Did You Know About the Whistled Language of the Canary Islands?

Whistled language monument at Iglesia de San Francisco in La Gomera, Canary Islands.
Whistled language monument at Iglesia de San Francisco in La Gomera, Canary Islands.

What Is the Whistling Language?

The whistled language, known as Silbo Gomero, is utilized by residents of the Canary Islands, located off the coast of Spain. This language is based on spoken Spanish, as each whistle made to sound like a word in the Spanish language. It was created out of the necessity to communicate over the long distances created by the varied terrain of the islands. The whistles can be heard up to a distance of around 2 miles across the valleys and mountains, allowing messages to be sent quickly without the need to walk from one place to another. The contents of whistled messages range from something serious public service announcements, warnings or advisories to casual invitations to public events.

In 2009, the United Nations Educational, Scientific and Cultural Organization (UNESCO) included the Silbo Gomero language on its list of Masterpieces of the Oral and Intangible Heritage of Humanity in order to encourage the local community to sustain, protect, and continue utilizing this unique language.

Use of the Whistled Language

The history of the Silbo Gomero language has not been fully recorded. However, linguists believe it originated from the Gaunche language, which was spoken and whistled by the Gaunches people. This group, believed to have originated in the northern regions of Africa, is considered to be the first inhabitants of the Canary Islands. Their language became extinct during the 1600s, when the islands were colonized by the Spanish. As Spanish gradually replaced the Gaunche language, it also influenced the Gaunche whistled language.

The Silbo Gaomero language continued to be used until the mid-twentieth century, when the islands faced a significant economic downturn. During this time, many native speakers of this language left the area to seek economic opportunities elsewhere.
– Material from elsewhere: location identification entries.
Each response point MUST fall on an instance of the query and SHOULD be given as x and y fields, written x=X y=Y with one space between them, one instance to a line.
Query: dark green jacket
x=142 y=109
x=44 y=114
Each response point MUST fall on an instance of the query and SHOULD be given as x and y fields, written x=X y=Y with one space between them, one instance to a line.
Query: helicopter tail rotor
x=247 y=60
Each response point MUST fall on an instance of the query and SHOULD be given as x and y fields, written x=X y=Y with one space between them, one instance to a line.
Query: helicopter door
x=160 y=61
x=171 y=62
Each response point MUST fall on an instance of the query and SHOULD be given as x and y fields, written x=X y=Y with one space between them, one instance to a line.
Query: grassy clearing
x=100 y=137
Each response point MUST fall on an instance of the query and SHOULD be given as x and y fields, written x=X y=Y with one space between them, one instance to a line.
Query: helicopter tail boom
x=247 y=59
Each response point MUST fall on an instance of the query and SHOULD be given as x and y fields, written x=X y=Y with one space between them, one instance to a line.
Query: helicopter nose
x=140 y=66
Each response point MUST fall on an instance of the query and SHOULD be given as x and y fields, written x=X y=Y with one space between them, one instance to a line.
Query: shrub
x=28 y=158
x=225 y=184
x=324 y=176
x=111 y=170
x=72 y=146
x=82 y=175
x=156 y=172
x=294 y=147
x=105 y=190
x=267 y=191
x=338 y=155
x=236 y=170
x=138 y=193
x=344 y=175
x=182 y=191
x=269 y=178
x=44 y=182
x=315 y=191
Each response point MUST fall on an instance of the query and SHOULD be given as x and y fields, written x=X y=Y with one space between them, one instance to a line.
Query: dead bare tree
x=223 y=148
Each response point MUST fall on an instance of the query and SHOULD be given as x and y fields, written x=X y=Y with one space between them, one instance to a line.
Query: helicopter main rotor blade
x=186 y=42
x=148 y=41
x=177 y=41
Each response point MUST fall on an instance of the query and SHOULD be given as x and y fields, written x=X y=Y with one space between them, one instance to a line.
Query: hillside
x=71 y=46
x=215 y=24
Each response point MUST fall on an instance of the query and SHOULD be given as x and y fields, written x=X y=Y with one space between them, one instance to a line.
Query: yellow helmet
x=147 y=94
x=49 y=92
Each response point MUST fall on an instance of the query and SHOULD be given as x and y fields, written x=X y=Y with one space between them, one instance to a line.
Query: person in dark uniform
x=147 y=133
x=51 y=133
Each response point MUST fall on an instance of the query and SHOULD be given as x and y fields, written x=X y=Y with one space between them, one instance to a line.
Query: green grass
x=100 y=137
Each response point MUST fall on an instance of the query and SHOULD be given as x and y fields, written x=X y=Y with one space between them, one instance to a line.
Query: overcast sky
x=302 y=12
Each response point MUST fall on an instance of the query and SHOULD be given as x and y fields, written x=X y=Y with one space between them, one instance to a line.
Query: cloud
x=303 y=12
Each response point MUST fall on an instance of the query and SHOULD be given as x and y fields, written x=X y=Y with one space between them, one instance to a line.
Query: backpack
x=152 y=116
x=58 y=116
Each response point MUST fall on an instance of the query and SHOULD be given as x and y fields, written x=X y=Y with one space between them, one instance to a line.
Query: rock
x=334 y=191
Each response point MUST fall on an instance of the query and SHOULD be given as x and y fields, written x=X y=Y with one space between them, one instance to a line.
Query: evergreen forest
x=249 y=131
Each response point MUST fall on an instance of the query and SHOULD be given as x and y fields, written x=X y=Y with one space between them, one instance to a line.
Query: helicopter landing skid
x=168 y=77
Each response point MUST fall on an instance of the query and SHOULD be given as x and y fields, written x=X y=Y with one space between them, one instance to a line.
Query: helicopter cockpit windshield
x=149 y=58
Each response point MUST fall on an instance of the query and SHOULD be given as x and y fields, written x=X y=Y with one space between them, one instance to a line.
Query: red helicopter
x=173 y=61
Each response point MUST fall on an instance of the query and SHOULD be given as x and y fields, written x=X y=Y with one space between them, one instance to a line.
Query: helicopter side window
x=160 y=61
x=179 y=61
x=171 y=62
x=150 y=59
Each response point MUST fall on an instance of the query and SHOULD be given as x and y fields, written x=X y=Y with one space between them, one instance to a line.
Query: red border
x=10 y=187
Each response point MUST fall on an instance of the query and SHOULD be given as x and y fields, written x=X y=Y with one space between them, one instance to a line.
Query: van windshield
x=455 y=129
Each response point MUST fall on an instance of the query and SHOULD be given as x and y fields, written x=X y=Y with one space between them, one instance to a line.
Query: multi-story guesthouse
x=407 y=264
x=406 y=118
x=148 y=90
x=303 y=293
Additionally, modern technology began to replace the need for communicating quickly over long distances. As the ability to use the whistled language became associated with lower socio-economic classes, learning the language became discouraged. Nevertheless, the government implemented a revitalization program in the public school system at the end of the twentieth century in an effort to preserve the language. Results of the 2009 UNESCO survey indicate all the residents of the islands could understand the language, but only older individuals and those who were exposed to the revitalization program were able to speak the language.

Structure of the Whistled Language

Today, the whistled language is meant to sound like the Spanish language. It consists of only four consonant sounds and between two and four vowel sounds. Researchers studying the brain waves of Silbo language users discovered that fluent Silbo speakers recognize the whistling as a distinct language. When these individuals were exposed to the language, the language center of their brain responded. In contrast, Spanish speakers who do not understand the Silbo language did not register the whistling as a language. For these individuals, hearing the language is recognized as only whistling.